Weldon, who appeared with her trio Friday at the Cafe Lido, works with assurance. She knows her strengths and plays to them. In her first two sets, the veteran singer specialized in direct, communicative interpretations of basically two song forms: medium-tempo, foot-tapping blues tunes and slow, earthy ballads.
She sang about a half-dozen of each, accompanied with panache and poise by pianist Lanny Hartley, bassist Louis Spears and her 15-year musical associate, drummer Washington Rucker.
Both ballads and blues made good grist for Weldon’s vocal mill. The statuesque singer, who wore a violet gown with sequined sash and black beaded borders, has been gifted with a dynamic alto voice that can recall the considerable power and luxuriant tonal timbre of the great Dinah Washington.
Weldon could sing quite softly and not lose an iota of her resonance, as she did on some phrases of “Don’t Misunderstand” and “Just for a Thrill.” But when she let loose and really nailed a note--as in her ending phrases on “Try My Lovin’ One More Time”--her sound swelled magnificently, rarely losing its grandness and growing brittle.
She was also rhythmically sure-footed, hitting some phrases so crisply you’d think she also played the drums. This rhythmic acumen allowed her to improvise with a tune’s lyrics, shift her rhythmic course a tad and then always find her way back home.
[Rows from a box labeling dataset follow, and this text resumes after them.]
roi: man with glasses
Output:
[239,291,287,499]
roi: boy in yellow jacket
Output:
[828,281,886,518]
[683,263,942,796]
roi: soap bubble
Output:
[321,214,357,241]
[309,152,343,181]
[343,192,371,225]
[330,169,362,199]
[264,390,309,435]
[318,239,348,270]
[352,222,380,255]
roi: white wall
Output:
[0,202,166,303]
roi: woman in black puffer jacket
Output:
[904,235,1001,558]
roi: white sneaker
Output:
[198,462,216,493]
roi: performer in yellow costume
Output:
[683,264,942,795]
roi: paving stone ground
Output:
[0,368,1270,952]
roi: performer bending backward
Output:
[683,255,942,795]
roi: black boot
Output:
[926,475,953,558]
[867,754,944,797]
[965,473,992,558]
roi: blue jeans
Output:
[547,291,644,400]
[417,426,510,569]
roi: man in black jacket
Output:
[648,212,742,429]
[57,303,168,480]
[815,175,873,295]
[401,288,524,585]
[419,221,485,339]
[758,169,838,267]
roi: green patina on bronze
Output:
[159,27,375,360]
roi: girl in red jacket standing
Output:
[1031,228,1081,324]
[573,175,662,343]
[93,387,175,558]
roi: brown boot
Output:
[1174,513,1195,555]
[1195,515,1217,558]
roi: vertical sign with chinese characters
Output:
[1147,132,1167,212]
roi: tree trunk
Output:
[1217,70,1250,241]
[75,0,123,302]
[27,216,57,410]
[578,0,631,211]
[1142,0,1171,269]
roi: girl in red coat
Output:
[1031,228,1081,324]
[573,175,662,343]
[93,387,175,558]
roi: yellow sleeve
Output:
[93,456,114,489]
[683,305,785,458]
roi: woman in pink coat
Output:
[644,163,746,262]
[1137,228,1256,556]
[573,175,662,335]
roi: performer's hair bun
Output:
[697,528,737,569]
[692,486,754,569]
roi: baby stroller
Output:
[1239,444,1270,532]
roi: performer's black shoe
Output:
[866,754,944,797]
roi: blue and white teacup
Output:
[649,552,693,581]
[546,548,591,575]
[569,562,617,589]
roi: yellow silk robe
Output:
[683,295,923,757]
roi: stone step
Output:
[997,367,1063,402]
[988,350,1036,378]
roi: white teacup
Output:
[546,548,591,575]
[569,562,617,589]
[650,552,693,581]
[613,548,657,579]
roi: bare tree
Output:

Weldon exhibited most of her skills, particularly her facility for embellishing a lyric, on one of her ballad favorites, “My Romance.” The Richard Rodgers-Lorenz Hart standard is from the 1935 Broadway musical “Jumbo,” a show that produced another evergreen--”The Most Beautiful Girl in the World.”
Doing the tune at a slow gait, the artist took the words of the title on the second chorus and sang “My” with five descending tones, where Rodgers wrote one. Later, on the lyric “I don’t need a castle rising in Spain,” she took the word “rising” and stretched it out over several beats, as if it were made of rubber.
She closed the number with a boisterous crescendo, singing the penultimate lyric--”My romance doesn’t need a thing”--as written, then nudged it up a half step, then brought it back to its original position. Weldon wailed out the final words, “But you,” hitting the “oooo” echo five or six times as the band added flourishes behind her.
The blues, either in its distinct 12-bar form or in musical spirit, kept popping up like a jack-in-the-box. “That’s Life” was done as if it were a blues tune. Weldon ended it with the words, “Yeah, yeah, that’s life . . . all right,” singing them Ray Charles-like and with consummate blues feeling. “Your Place or Mine” was 12-bar blues, and here the vocalist swung hard, using body inflections as well as her voice to make her points.
Weldon has expressed a fondness for country music, but at the Lido she limited that genre to a pair of selections, though both were telling.
“Can’t Help Falling in Love With You,” which Elvis Presley took to No. 2 on the Billboard Pop charts in 1961, was done at a crawl and oozed over with feeling. As Weldon has said, there’s a thin line between country music and blues, and her rendition proved the veracity of that remark.
Weldon’s band made her sound even better. Hartley, a dynamo at the piano, chose his backing lines with deftness, supporting the singer firmly while adding richness to the presentation. In his solo spots, he played with authenticity and verve. Spears and Rucker acted as the hard-working cogs in this smoothly oiled music machine.
If there was any drawback to Weldon’s performance, it was an excess of her chief asset--impact--and a shortage of subtlety. “Just for a Thrill,” done in a tender, touching way, made up partly for this lack, as did portions of “Can’t Help Falling in Love.” But she would be wise to trust her instrument, and her sense of emotion, and take it easy for at least a couple of tunes a set. The relaxation would be welcome.